Bug #10008

[SDKs] [Python] When reading data through Collection et al., signatures should refresh automatically when needed

Added by Tom Clegg about 1 year ago. Updated about 1 month ago.

Status:NewStart date:09/12/2016
Priority:NormalDue date:
Assignee:-% Done:

100%

Category:SDKs
Target version:Arvados Future Sprints
Story points-Remaining (hours)0.00 hour
Velocity based estimate-

Description

Background

TokenExpiryTest in source:services/fuse/tests/test_mount.py is slow and unreliable because it relies on sleep(). (fixed)

There is signature-refreshing logic ("re-fetch collection from API server before signatures expire") in arv-mount. However:
  • It checks expiry times only when a file is opened. If a file is left open for a long time, reading from the file will eventually stop working.
  • Other programs using the Python SDK need the same auto-refresh behavior for the same reasons as arv-mount, but no facility is provided.

Proposed fix

Implement manifest-refreshing logic in the Python SDK. Reading from a file should always work:
  • regardless of how much time passes between instantiating the Collection, opening a file, writing, and reading.
  • regardless of whether the collection is writable or not, and regardless of whether it is referenced by PDH or UUID.

This will make the arv-mount token-refresh mechanism (added in notes 4-6 here) redundant, so that can be reverted.


Subtasks

Task #10330: Review 10008-check-token-exp-on-openResolvedTom Clegg


Related issues

Related to Arvados - Bug #6833: [FUSE] arv-mount caches manifests too long, ends up using... Resolved 07/30/2015

Associated revisions

Revision c4e25267
Added by Tom Clegg about 1 year ago

10008: Disable flaky test. refs #10008

Revision 0066dc77
Added by Tom Clegg 12 months ago

Merge branch '10008-check-token-exp-on-open' refs #10008

History

#1 Updated by Tom Clegg about 1 year ago

WIP: 10008-flaky-token-test

Unfortunately, the new test seems to indicate the token-refresh behavior is actually broken:
  • time is mocked so it appears to advance by 13 days each time open() is called
  • open() is called 3 times in a collection directory
  • API server logs show a single "get collection" request (expect 3)

#2 Updated by Tom Clegg about 1 year ago

  • Status changed from New to In Progress
  • Assignee set to Tom Clegg
  • Story points set to 0.5

#3 Updated by Tom Clegg about 1 year ago

  • Target version set to 2016-10-26 sprint

#4 Updated by Tom Clegg 12 months ago

10008-check-token-exp-on-open

test b73985d8a0c9173aec57f6a81fe540b2813a5bff

#5 Updated by Lucas Di Pentima 12 months ago

  • File services/fuse/arvados_fuse/__init__.py:
    • Line 504: Could you please explain in a comment why is the parent traversal needed on open()?
    • Line 595: Is the method opendir() needing the same parent traversal to touch() all of its ancestors too?
  • Is there any test covering the case when the token is expired? If I’m understanding this test correctly, it checks that the token is refreshed if the fuse is accessed every 13 days, right?

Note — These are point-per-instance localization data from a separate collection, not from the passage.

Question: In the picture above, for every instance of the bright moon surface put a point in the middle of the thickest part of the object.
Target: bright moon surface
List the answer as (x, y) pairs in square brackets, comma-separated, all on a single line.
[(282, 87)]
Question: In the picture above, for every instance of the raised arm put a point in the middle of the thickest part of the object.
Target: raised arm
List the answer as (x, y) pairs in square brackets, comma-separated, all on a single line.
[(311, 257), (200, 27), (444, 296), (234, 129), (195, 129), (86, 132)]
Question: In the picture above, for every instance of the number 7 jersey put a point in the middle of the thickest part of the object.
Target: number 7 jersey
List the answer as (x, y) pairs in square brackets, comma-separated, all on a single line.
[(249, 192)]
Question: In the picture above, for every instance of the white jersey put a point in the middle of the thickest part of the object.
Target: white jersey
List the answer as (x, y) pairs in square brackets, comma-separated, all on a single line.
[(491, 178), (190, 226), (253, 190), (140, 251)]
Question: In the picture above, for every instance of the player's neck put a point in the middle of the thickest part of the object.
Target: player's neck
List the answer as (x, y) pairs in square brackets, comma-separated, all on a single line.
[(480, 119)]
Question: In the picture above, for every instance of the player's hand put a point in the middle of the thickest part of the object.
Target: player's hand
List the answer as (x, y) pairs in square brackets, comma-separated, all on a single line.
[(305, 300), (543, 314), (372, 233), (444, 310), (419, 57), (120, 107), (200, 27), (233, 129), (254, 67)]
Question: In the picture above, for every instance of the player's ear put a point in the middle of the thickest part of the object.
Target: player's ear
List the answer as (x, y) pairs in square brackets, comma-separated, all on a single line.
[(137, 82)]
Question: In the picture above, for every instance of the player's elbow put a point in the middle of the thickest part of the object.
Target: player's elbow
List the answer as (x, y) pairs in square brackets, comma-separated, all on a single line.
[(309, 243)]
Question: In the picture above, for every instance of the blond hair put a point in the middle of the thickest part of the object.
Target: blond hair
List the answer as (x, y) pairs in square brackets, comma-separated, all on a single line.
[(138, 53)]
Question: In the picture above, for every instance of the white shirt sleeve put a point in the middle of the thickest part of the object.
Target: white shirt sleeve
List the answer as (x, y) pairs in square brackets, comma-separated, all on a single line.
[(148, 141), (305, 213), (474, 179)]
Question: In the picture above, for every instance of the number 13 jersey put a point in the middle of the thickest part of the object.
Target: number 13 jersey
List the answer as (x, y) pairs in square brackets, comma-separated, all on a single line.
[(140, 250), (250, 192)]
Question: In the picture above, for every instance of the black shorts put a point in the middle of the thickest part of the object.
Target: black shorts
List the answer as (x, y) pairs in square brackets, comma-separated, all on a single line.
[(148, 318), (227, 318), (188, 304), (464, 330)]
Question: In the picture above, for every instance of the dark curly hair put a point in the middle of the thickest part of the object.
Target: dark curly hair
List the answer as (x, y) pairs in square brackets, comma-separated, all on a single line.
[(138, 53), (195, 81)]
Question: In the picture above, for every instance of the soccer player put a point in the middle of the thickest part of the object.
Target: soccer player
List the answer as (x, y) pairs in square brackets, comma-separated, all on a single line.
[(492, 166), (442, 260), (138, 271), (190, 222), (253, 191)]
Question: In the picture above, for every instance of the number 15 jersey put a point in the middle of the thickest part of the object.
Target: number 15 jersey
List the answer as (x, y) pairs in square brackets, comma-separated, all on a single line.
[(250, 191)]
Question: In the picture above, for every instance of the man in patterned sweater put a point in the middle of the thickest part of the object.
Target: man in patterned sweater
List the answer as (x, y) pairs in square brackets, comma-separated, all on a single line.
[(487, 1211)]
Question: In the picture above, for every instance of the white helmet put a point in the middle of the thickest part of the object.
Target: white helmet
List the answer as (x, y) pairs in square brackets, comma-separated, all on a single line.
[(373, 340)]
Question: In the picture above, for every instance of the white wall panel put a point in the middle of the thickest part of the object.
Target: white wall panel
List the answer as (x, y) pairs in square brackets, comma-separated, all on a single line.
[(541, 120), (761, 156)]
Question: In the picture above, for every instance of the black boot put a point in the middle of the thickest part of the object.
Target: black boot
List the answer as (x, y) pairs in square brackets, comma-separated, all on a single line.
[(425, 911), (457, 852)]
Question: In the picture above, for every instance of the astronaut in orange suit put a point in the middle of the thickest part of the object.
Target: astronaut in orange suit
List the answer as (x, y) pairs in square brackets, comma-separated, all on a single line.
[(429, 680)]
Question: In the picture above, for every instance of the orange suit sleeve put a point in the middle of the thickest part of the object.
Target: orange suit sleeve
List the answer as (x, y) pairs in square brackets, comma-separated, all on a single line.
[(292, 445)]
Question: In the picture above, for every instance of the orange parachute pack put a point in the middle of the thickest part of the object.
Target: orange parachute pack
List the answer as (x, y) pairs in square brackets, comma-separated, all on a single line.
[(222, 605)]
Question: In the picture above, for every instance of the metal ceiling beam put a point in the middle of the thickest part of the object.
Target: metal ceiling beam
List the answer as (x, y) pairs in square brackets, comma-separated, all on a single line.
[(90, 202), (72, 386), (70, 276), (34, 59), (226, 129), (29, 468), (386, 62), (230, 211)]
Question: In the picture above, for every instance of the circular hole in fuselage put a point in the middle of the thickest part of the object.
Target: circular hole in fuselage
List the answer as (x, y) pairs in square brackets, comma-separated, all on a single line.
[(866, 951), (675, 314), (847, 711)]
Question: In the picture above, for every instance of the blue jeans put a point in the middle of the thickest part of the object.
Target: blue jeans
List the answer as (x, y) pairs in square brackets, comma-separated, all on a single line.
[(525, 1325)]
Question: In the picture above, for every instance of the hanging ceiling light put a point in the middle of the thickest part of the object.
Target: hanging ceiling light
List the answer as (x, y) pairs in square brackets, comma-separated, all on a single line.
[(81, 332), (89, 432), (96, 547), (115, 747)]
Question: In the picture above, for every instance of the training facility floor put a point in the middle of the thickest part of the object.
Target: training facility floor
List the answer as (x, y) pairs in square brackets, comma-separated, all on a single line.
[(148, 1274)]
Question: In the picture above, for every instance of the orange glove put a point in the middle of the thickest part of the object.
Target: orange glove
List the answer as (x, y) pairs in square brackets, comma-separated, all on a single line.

#6 Updated by Tom Clegg 12 months ago

Lucas Di Pentima wrote:

  • File services/fuse/arvados_fuse/__init__.py:
    • Line 504: Could you please explain in a comment why is the parent traversal needed on open()?

Added.

  • Line 595: Is the method opendir() needing the same parent traversal to touch() all of its ancestors too?

The passage of time (and the resulting invalidation of the signature tokens) is the only kind of event we don't expect websocket to tell us about. So opendir() doesn't really need this.

Of course, I suppose that means this really belongs in read(): if a file is read after being left open for 2 weeks, even open() won't have a chance to refresh.

  • Is there any test covering the case when the token is expired? If I’m understanding this test correctly, it checks that the token is refreshed if the fuse is accessed every 13 days, right?

Yes, that's right. There test covers only "old enough to be nearly expired", not "actually expired". I'm not too worried about it. This would be a good integration test, but for that we'd also have to figure out how to convince keepstore to expire tokens immediately...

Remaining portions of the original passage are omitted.